How SUE Ethernet Redefines AI Cluster Interconnects for Scale‑Up Performance
This article examines Broadcom's Scale Up Ethernet (SUE) framework, detailing how it addresses AI/HPC rack‑scale interconnect challenges by delivering ultra‑high bandwidth, microsecond‑level latency, memory‑semantic operations, and seamless compatibility with existing Ethernet infrastructure for large XPU clusters.
The article focuses on AI and high‑performance computing (HPC) clusters' "Scale‑Up" (single‑rack) interconnect needs and proposes the Ethernet‑based SUE framework to overcome traditional Ethernet latency, bandwidth efficiency, and semantic mismatches when connecting XPU accelerators.
Background: New Interconnect Needs and Ethernet Pain Points
Core Requirements: Scalable XPU Interconnect
High bandwidth density : each XPU requires 6.4 T–12.8 T of interconnect bandwidth for real‑time parameter synchronization.
Low latency : memory sharing and atomic operations between XPU units need microsecond‑level latency.
Ecosystem compatibility : reuse existing Ethernet cables, switches, and management software to keep deployment costs low.

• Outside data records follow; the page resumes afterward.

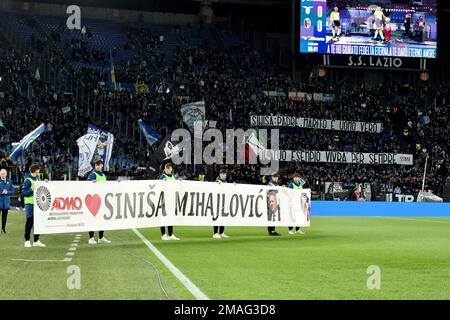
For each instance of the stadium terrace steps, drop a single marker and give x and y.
(104, 36)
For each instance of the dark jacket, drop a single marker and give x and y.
(5, 199)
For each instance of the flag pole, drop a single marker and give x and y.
(424, 173)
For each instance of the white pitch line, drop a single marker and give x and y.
(446, 222)
(28, 260)
(197, 293)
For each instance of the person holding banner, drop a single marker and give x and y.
(166, 176)
(29, 187)
(273, 183)
(219, 231)
(7, 189)
(97, 175)
(297, 183)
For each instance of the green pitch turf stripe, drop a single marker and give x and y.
(196, 292)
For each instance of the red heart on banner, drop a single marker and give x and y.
(93, 202)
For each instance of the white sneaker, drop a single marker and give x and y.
(39, 244)
(173, 237)
(165, 237)
(103, 240)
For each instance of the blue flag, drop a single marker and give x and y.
(112, 73)
(26, 141)
(151, 135)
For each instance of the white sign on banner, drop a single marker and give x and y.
(311, 123)
(81, 206)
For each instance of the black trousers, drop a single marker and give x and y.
(219, 230)
(100, 234)
(28, 227)
(4, 219)
(169, 230)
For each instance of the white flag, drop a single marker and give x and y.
(87, 145)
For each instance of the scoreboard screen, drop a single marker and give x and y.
(393, 28)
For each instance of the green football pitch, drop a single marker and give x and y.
(330, 262)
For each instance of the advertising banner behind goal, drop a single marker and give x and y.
(81, 206)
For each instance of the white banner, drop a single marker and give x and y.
(104, 146)
(192, 113)
(311, 123)
(86, 145)
(81, 206)
(338, 157)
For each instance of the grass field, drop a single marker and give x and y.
(329, 262)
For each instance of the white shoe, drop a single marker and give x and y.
(103, 240)
(165, 237)
(39, 244)
(173, 237)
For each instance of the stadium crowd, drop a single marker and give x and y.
(232, 83)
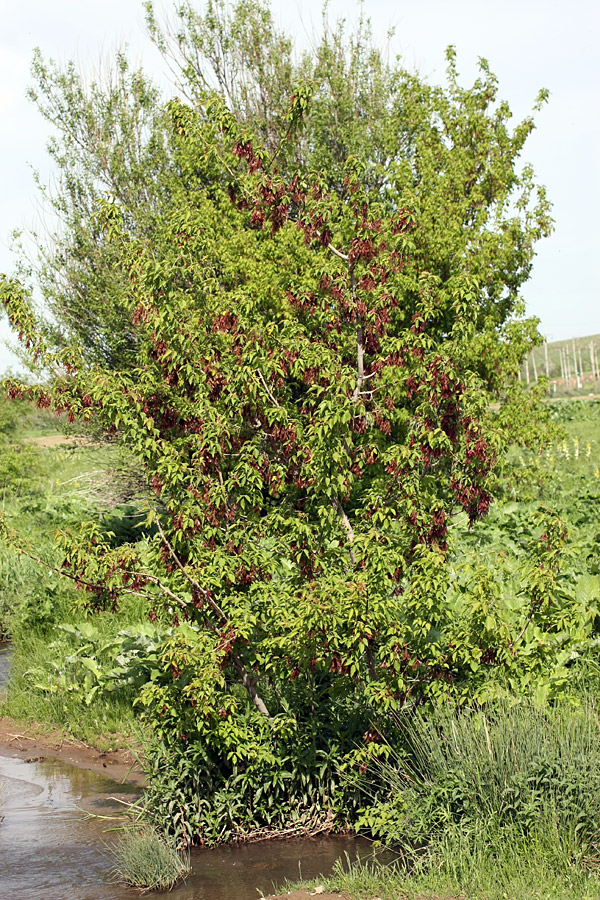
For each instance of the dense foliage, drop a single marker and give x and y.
(448, 152)
(318, 331)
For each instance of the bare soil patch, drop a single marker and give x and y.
(49, 441)
(33, 742)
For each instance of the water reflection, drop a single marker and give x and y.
(49, 850)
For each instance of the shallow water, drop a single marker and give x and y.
(50, 851)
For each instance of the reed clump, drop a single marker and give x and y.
(146, 860)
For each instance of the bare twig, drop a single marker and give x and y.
(266, 387)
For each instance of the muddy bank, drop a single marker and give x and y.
(32, 742)
(57, 825)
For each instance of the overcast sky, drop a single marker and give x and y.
(529, 44)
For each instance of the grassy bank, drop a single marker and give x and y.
(81, 671)
(63, 670)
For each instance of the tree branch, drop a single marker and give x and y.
(249, 683)
(347, 526)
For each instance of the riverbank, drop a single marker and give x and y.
(33, 741)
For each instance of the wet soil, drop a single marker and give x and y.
(32, 742)
(51, 850)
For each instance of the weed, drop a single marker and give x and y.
(144, 859)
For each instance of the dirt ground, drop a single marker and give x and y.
(312, 895)
(49, 441)
(32, 742)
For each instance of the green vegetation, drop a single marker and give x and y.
(145, 860)
(334, 559)
(67, 670)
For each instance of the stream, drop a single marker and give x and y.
(49, 850)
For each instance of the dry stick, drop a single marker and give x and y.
(98, 587)
(248, 682)
(347, 526)
(266, 387)
(577, 379)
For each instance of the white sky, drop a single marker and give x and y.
(529, 43)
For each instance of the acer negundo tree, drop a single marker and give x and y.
(309, 430)
(450, 151)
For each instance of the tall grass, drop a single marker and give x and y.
(511, 767)
(146, 860)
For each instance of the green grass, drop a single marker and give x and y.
(468, 870)
(44, 490)
(147, 861)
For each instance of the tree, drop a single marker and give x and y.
(448, 153)
(308, 412)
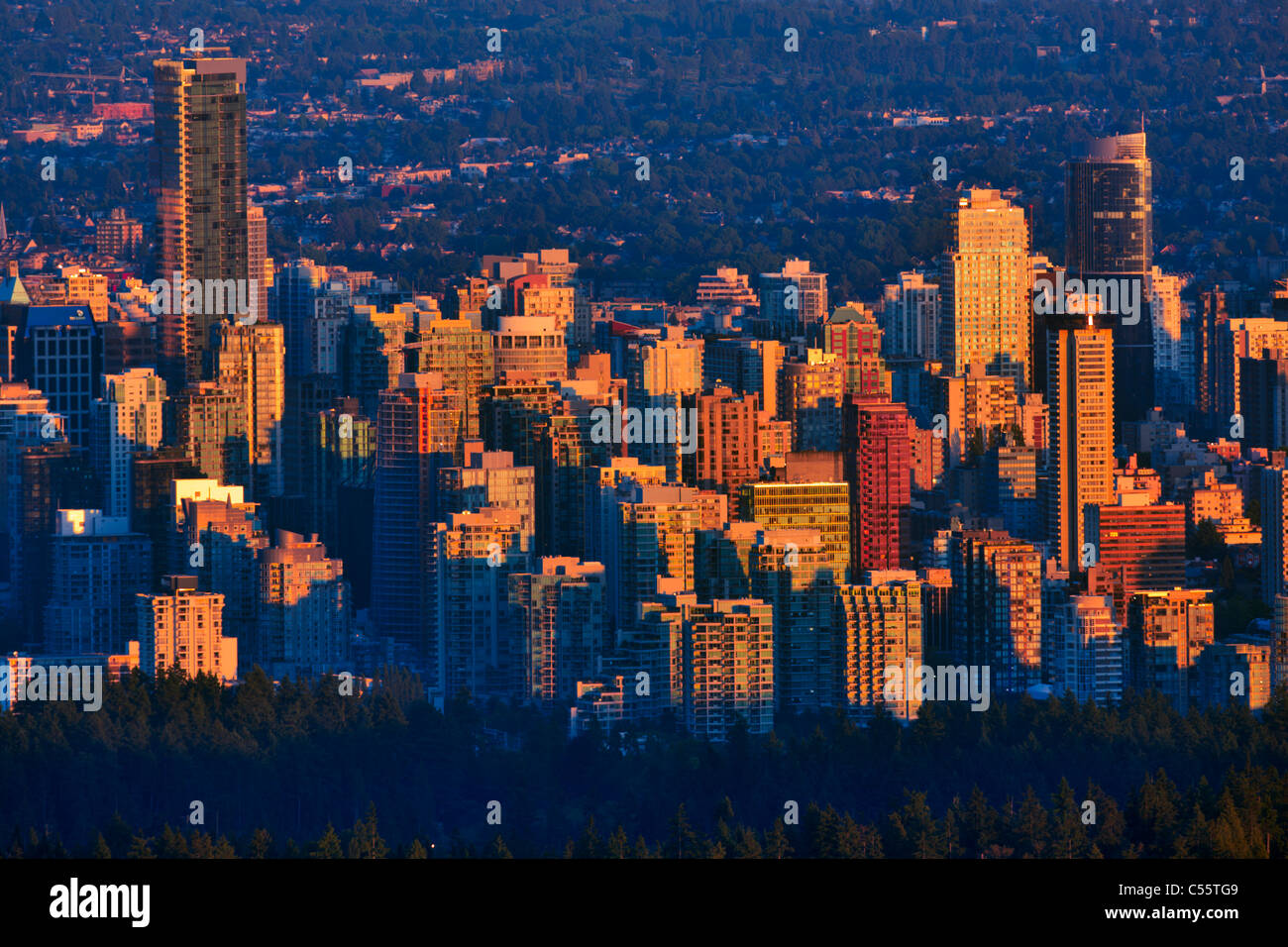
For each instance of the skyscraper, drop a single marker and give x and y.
(997, 605)
(987, 315)
(879, 470)
(304, 608)
(184, 629)
(794, 299)
(417, 432)
(250, 364)
(97, 567)
(125, 420)
(1167, 633)
(1081, 458)
(200, 107)
(1109, 226)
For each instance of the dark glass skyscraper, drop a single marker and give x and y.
(200, 171)
(1109, 224)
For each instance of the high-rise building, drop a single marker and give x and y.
(259, 264)
(60, 352)
(660, 369)
(340, 457)
(304, 611)
(1081, 459)
(469, 637)
(489, 478)
(1279, 644)
(819, 506)
(529, 348)
(987, 315)
(219, 541)
(1274, 535)
(184, 629)
(810, 395)
(117, 235)
(879, 464)
(726, 451)
(249, 364)
(561, 625)
(794, 573)
(153, 501)
(1236, 339)
(883, 629)
(211, 423)
(127, 420)
(97, 567)
(419, 432)
(374, 357)
(1262, 399)
(910, 317)
(656, 528)
(794, 299)
(1109, 226)
(1173, 384)
(748, 367)
(200, 106)
(1167, 633)
(40, 474)
(463, 355)
(1234, 672)
(726, 667)
(853, 335)
(313, 311)
(1085, 650)
(997, 605)
(1137, 547)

Traditional Ethernet Pain Points
Integration difficulty : conventional NICs are too large to embed 8‑16 instances per XPU package.
Semantic mismatch : Ethernet operates on packet‑level network semantics, while XPU workloads rely on memory‑level load/store semantics, requiring complex middleware.
Bandwidth inefficiency : IP/UDP headers consume 40 bytes, reducing payload efficiency to 64 %–89 % for small transfers common in AI/HPC.
SUE Core Positioning and Architecture
Core Positioning: Ethernet‑Based XPU Interconnect Optimization Framework
SUE (Scale Up Ethernet) is Broadcom’s XPU single‑rack interconnect standard framework. Its goal is to retain Ethernet ecosystem advantages while solving XPU interconnect pain points, offering three key characteristics:
XPU‑native adaptation : direct memory‑semantic load/store/atomic operations between XPU units without CPU mediation.
High‑density scaling : each XPU can host 8‑16 SUE instances, providing 6.4 T–12.8 T per XPU and supporting up to 1 024 XPU in a single rack.
Ethernet ecosystem reuse : compatible with standard Ethernet switches, cables, connectors, and retimers, avoiding new hardware investments.
Technical Architecture: Layered Optimization Balancing Performance and Compatibility
SUE builds on the traditional Ethernet layered model but adds custom optimizations for XPU interconnect, forming a complete stack: XPU‑semantic, transport, data‑link, and physical layers.
Core Technical Features and Advantages
Four Major Technical Breakthroughs
High‑Density Integration and Bandwidth
Multi‑instance design : SUE instance size is 1/5 of a traditional NIC; a single XPU can integrate 8‑16 instances, delivering 6.4 T–12.8 T bandwidth.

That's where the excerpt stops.